I have now been doing gamedev for 2 years, albeit more intensively for 18 months. Still, that’s some real experience right there. I’ve done five Ludum Dares, a few miniLDs, and 35 onehourgamejam.com games - this is a lot!

Somewhat incidentally I seem to have ended up focussing on quantity thus far - I guess it just came naturally from getting into 1hgj. Looking back, I think it was probably the best thing I could have done - it would be nice to make a longer game or two, but I think there’s a real risk of getting stuck if you try to make a larger game too early in your dev adventure.

However, I think the next step is to switch my focus to quality. Spend a bit longer on a bigger project that isn’t completed in one or 48 hours. Something to come back to and add to iteratively. I still want to participate in 1hgj because its a lot of fun, and I do find that I almost always learn something new during the jam.

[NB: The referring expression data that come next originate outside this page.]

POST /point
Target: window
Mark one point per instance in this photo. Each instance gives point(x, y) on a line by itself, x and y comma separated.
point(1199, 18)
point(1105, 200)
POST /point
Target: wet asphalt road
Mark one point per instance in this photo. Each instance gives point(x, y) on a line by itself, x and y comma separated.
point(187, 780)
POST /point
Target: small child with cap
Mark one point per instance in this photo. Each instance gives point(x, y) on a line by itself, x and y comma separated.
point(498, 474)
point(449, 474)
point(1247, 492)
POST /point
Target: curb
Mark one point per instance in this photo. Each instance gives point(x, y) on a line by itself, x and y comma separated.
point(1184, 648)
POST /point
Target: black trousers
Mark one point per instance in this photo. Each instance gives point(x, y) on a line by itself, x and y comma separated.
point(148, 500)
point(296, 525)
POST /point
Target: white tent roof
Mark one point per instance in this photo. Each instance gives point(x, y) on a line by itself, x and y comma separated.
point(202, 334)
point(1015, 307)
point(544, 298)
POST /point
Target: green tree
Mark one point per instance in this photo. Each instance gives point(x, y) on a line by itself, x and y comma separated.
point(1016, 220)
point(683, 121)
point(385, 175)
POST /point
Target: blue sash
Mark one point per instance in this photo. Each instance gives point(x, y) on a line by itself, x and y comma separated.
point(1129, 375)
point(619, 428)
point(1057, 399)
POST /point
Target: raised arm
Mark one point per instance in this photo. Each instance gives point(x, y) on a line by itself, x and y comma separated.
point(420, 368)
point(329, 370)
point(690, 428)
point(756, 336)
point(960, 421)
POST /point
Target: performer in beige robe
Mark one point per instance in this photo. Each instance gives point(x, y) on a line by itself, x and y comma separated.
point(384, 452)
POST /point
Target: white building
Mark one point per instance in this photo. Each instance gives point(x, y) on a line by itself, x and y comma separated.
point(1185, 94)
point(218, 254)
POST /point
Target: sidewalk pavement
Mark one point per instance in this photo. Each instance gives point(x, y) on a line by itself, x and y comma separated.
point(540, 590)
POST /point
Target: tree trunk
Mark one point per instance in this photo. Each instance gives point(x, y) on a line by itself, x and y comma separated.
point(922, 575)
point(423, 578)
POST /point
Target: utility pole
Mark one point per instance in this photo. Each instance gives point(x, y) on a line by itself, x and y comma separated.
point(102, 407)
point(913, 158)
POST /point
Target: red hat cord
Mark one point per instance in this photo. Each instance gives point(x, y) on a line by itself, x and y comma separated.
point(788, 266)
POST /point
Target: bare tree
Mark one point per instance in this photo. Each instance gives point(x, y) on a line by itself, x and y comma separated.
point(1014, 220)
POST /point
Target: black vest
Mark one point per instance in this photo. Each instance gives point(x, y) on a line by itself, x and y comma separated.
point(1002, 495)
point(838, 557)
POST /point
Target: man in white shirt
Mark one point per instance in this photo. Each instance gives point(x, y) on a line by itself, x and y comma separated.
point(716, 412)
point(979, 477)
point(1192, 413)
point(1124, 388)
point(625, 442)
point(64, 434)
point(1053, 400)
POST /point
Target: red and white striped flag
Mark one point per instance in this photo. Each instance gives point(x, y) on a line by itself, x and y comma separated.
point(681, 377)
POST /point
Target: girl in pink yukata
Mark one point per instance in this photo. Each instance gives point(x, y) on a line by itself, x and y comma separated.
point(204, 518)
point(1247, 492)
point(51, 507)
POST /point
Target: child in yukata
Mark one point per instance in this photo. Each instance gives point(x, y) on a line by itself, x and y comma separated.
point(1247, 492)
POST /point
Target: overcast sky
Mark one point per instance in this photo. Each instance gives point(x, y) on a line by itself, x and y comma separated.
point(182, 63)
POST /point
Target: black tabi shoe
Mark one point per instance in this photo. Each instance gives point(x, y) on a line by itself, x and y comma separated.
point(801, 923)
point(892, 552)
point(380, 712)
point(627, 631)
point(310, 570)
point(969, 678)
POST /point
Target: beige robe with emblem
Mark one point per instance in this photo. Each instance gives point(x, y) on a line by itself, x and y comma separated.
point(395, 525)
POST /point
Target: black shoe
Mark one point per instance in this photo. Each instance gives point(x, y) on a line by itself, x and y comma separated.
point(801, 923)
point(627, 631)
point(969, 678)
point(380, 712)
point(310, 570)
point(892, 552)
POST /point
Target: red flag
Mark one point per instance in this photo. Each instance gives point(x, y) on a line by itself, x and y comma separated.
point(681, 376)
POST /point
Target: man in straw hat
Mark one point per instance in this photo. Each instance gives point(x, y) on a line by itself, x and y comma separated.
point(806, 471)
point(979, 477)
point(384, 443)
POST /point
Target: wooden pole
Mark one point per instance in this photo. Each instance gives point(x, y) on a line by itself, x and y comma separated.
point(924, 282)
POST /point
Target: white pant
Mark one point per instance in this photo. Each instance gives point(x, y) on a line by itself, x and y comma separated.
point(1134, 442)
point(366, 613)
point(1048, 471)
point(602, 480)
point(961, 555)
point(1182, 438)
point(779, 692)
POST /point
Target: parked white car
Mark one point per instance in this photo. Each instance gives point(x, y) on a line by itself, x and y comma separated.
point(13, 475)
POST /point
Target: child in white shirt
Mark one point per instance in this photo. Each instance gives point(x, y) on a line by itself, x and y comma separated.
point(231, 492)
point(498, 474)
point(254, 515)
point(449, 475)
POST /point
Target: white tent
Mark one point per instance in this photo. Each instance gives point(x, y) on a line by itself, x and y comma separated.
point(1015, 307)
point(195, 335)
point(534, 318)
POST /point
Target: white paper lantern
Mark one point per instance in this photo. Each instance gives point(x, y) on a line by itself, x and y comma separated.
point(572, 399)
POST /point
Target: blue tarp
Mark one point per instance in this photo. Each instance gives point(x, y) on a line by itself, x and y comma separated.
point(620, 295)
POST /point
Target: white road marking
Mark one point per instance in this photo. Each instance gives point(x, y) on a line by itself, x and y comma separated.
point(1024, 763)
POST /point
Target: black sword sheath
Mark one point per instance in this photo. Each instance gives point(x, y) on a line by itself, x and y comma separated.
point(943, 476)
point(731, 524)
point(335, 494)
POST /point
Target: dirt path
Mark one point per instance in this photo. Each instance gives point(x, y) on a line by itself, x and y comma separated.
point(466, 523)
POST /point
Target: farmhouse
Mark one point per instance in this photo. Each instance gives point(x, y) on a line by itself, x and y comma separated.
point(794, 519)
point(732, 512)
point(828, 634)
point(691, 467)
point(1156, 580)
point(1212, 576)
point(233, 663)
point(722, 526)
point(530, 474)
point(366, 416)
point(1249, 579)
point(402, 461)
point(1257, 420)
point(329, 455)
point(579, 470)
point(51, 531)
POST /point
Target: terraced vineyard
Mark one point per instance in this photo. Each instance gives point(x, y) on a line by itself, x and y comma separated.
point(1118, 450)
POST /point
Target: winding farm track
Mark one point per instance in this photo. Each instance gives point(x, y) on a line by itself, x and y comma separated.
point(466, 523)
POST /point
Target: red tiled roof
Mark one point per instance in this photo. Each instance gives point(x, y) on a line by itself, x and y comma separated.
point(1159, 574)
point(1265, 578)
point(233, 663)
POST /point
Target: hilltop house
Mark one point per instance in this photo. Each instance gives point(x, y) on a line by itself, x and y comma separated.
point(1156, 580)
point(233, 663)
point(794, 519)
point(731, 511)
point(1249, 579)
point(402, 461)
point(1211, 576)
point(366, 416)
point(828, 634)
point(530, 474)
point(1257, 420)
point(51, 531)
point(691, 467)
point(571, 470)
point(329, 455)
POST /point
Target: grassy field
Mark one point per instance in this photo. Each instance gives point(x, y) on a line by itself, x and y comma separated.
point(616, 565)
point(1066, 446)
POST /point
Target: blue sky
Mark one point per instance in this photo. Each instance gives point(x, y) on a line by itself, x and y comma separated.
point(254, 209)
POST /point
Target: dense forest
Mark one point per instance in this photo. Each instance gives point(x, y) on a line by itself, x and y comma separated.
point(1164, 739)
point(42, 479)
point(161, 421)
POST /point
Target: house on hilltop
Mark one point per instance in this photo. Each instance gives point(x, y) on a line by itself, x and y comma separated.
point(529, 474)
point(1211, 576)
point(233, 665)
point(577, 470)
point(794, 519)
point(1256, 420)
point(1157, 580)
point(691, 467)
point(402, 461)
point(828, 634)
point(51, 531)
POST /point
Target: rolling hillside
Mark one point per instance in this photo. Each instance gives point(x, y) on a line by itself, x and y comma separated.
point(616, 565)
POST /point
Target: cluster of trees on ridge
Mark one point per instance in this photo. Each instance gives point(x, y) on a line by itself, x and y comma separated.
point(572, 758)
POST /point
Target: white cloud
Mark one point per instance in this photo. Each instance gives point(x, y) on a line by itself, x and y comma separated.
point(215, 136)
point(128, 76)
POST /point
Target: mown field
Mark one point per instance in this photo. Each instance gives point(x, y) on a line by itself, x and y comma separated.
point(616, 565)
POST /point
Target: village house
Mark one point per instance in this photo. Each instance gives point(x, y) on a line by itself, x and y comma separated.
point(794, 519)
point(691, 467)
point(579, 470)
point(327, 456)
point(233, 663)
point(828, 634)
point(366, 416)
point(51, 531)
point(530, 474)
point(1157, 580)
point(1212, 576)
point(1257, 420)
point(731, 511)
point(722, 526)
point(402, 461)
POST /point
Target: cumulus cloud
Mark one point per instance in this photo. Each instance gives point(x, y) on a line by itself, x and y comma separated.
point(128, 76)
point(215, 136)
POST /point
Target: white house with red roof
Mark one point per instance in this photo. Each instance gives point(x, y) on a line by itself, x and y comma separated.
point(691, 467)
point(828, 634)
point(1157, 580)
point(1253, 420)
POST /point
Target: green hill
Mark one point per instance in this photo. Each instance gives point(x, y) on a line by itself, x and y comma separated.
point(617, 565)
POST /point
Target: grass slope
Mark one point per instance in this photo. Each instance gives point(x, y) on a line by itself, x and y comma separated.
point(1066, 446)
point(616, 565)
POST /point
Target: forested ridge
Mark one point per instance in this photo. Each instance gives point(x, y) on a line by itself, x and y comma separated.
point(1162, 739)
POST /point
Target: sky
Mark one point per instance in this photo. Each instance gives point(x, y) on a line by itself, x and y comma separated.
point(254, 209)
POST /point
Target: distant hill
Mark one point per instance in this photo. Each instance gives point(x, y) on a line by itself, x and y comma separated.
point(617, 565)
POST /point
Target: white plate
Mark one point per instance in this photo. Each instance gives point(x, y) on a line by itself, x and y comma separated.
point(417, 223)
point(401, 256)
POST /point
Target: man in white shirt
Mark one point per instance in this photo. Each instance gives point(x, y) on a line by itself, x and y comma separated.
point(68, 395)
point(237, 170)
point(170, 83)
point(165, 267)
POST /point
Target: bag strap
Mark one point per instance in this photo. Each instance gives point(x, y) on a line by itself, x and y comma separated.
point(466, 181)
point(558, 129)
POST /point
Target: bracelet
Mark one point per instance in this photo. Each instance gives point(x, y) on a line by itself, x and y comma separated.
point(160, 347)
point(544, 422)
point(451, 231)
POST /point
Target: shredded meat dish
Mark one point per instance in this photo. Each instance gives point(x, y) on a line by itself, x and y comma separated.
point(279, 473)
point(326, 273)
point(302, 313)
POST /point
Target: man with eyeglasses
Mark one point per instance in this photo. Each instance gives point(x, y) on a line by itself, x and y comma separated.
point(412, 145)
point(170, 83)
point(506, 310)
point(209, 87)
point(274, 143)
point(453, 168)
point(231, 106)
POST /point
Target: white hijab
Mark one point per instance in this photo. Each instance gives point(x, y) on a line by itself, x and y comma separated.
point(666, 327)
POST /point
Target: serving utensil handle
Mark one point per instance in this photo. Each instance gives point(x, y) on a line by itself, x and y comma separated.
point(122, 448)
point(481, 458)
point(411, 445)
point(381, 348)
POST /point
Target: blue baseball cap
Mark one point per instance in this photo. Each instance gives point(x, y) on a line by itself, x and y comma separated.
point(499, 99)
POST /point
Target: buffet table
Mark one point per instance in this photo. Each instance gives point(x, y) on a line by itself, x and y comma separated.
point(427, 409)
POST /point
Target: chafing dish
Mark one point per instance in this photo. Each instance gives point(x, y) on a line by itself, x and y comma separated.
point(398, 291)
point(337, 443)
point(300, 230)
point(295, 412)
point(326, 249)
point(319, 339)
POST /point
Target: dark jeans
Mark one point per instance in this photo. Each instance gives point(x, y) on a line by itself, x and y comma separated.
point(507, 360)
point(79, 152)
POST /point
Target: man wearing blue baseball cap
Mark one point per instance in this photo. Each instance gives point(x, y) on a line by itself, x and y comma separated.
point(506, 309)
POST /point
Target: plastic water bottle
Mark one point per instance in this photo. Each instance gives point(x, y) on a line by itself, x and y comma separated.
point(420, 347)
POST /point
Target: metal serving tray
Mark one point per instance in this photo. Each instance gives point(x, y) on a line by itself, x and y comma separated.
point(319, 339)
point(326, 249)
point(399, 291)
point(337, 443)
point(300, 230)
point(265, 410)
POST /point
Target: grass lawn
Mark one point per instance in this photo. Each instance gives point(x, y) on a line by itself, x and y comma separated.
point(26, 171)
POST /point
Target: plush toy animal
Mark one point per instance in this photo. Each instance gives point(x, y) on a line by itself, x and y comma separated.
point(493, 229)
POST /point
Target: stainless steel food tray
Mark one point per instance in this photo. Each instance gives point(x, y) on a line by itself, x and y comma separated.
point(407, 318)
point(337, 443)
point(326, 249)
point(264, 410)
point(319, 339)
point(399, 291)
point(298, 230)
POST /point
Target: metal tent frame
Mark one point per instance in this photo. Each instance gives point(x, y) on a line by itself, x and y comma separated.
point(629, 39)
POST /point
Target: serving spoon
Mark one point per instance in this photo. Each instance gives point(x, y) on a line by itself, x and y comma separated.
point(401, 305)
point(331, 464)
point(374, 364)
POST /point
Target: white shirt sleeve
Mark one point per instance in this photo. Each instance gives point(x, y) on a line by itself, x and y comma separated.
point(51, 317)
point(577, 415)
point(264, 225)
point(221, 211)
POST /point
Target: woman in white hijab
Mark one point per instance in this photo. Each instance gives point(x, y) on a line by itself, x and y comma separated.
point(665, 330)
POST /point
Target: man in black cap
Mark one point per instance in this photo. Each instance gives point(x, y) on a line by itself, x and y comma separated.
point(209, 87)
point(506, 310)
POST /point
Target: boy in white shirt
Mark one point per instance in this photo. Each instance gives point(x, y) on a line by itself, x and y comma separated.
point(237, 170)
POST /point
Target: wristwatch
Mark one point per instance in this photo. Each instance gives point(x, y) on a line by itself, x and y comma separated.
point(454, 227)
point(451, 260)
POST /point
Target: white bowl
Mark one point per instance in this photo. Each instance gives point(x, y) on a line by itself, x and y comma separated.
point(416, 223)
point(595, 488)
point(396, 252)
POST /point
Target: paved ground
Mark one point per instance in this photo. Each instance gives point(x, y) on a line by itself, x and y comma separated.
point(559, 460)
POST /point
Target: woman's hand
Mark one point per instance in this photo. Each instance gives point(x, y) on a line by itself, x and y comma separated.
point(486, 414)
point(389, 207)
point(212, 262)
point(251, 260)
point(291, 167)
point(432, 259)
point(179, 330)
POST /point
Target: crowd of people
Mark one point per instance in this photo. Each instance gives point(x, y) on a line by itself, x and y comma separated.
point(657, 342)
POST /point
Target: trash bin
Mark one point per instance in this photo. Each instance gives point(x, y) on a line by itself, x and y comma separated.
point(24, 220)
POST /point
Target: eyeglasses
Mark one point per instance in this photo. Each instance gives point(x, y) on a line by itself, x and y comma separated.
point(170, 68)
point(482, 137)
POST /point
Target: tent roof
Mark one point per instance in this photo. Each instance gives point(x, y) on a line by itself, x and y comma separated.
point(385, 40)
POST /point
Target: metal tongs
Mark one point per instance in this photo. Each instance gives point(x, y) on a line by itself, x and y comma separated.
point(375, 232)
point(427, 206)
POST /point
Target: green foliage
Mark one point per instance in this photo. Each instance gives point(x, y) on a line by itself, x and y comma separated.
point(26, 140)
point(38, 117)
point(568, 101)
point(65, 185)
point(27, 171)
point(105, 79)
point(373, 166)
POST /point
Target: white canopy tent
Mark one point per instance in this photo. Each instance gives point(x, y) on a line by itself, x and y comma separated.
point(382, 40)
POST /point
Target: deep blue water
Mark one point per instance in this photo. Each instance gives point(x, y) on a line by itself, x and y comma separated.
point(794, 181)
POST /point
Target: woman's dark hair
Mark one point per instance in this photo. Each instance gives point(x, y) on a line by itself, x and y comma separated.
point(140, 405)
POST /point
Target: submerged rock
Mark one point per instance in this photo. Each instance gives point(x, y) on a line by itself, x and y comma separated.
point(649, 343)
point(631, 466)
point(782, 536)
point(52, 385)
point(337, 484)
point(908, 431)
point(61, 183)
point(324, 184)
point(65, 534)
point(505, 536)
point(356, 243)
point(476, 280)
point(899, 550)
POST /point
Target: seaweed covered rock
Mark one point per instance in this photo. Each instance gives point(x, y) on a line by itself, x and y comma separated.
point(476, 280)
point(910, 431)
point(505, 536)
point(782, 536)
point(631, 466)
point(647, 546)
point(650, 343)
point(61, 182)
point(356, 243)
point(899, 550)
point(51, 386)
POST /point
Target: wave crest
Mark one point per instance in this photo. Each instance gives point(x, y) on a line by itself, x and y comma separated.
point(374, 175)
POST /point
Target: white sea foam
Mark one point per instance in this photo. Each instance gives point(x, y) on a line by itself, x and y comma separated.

But I think there are some very big warnings with developing larger games: it’s easy to become obsessed and expand the game into AAA-territory, or dream up all the awesome features you want and instantly get de-motivated due to the huge TODO-list. I want to try, really hard, to focus on iteratively adding things and not thinking about the final list of features. I find that once I have a game that runs and can be playtested, adding small new things is super-gratifying, so my aim is to try to get a game into a playable state and then add lots of small but super-gratifying things to it!

However, I don’t want to spend the whole year on one project. Ideally I’d do 3 or 4 larger games while also doing the LDs and 1hgjs and other cool jams. We’ll see, but the goal(tm) is to gradually shift from quantity to quality this year. It’d be awesome to have atleast one game in my portfolio that I could proudly point people at without having to excuse it with “made in 48h!” or similar.